Terlebih kini, pimpinan KPK dibantu staf khusus, tidak dipungkiri membuat celah masuknya pihak yang kredibelitasnya tidak pernah diuji. BW memandang, hal ini bisa menyebabkan nepotisme di KPK. ’’Sangat mungkin pihak yang dimasukkan adalah bagian dari jaringan kroni dan nepotismenya. Korupsi justru dapat terjadi pada lembaga antikorupsi,’’ ujar BW.

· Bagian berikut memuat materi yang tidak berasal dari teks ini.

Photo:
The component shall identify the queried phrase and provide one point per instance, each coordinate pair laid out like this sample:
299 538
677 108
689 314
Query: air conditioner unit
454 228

Menurut BW, staf khusus dinilai tidak ada dalam tradisi KPK dan dibanyak kasus bisa menimbulkan kekacauan. Dia menilai, Pimpinan KPK secara sengaja tengah menyiapkan potensi kekacauan yang justru dapat memicu korupsi baru.
’’Struktur yang gemuk dan tidak kaya fungsi ini membuat rentan kendali pengawasan makin luas. Sehingga menimbulkan kerumitan dan kesulitan, serta sekaligus potensial memunculkan kerawanan terjadinya fraud dan korupsi,’’ tegas BW.

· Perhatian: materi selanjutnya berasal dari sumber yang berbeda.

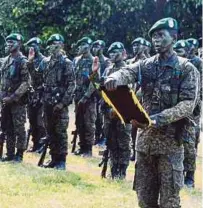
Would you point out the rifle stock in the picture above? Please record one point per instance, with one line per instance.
(75, 133)
(43, 155)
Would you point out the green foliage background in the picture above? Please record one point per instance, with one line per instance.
(111, 20)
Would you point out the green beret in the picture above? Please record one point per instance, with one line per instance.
(84, 40)
(99, 42)
(181, 44)
(15, 36)
(138, 40)
(166, 23)
(193, 41)
(55, 37)
(116, 46)
(34, 40)
(148, 44)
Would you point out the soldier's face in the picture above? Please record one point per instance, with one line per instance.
(137, 48)
(116, 56)
(35, 46)
(182, 52)
(83, 48)
(192, 50)
(162, 40)
(96, 50)
(55, 47)
(12, 46)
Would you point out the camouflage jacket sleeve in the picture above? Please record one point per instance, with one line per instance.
(70, 83)
(91, 89)
(25, 81)
(188, 94)
(128, 74)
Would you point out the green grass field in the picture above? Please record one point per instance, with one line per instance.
(28, 186)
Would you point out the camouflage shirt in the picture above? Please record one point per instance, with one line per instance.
(35, 73)
(58, 79)
(14, 76)
(169, 95)
(83, 69)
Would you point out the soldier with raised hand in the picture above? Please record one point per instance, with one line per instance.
(98, 50)
(35, 112)
(14, 86)
(198, 63)
(59, 86)
(118, 135)
(139, 47)
(85, 96)
(169, 85)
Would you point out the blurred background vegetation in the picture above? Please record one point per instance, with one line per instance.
(111, 20)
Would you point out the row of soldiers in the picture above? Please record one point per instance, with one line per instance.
(167, 86)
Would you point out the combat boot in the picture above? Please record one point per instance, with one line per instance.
(80, 151)
(52, 163)
(132, 158)
(61, 163)
(8, 158)
(19, 156)
(189, 179)
(122, 171)
(88, 151)
(115, 171)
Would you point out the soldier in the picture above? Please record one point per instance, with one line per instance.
(139, 47)
(198, 63)
(59, 85)
(169, 95)
(148, 49)
(189, 138)
(84, 96)
(35, 113)
(118, 135)
(98, 49)
(14, 85)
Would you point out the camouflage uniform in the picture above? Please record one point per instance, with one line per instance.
(35, 109)
(59, 85)
(14, 84)
(141, 56)
(85, 96)
(85, 89)
(189, 137)
(159, 165)
(118, 135)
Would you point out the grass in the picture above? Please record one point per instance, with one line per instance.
(28, 186)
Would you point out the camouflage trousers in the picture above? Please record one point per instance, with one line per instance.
(35, 115)
(99, 122)
(189, 156)
(56, 125)
(159, 178)
(89, 124)
(118, 138)
(13, 124)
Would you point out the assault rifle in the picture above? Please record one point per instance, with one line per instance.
(44, 152)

Sebelumnya, Wakil Ketua KPK Nurul Ghufron mengakui adanya perubahan struktur organisasi di internal KPK. Perubahan struktur di lembaga antirasuah itu diklaim sesuai dengan strategi yang akan dikembangkan di KPK.
’’KPK kini mengembangkan pemberantasan korupsi dengan tiga metode, yaitu pertama penindakan, kedua pencegahan dan ketiga pendidikan sosialisasi dan kampanye,’’ ujar Ghufron, Rabu (18/11).
Pimpinan KPK berlatar belakang akademisi itu menegaskan, pemberantasan korupsi tidak bisa lagi ditangani hanya sebagai kejahatan personal. Melainkan, kejahatan korupsi saat ini sudah sistemik yang perlu penanganan komprehensif.
Melalui Perkom Nomor 7 Tahun 2020 ini, KPK menambah 19 posisi dan jabatan yang tidak tercantum pada perkom sebelumnya, Perkom Nomor 03 Tahun 2018 tentang Organisasi dan Tata Kerja KPK.
Sembilan belas posisi dan jabatan baru itu di antaranya Deputi Bidang Pendidikan dan Peran Serta Masyarakat, Direktorat Jejaring Pendidikan, Direktorat Sosialisasi dan Kampanye Antikorupsi. Kemudian, Direktorat Pembinaan Peran Serta Masyarakat, Direktorat Pendidikan dan Pelatihan Antikorupsi, Sekretariat Deputi Bidang Pendidikan dan Peran Serta Masyarakat.
Sementara itu, ada tiga jabatan dan posisi yang dihapus melalui Perkom Nomor 7 Tahun 2020 yaitu Deputi Bidang Pengawasan Internal dan Pengaduan Masyarakat, Direkorat Pengawasan Internal dan Unit Kerja Pusat Edukasi Antikorupsi atau Anticorruption Learning Center (ACLC).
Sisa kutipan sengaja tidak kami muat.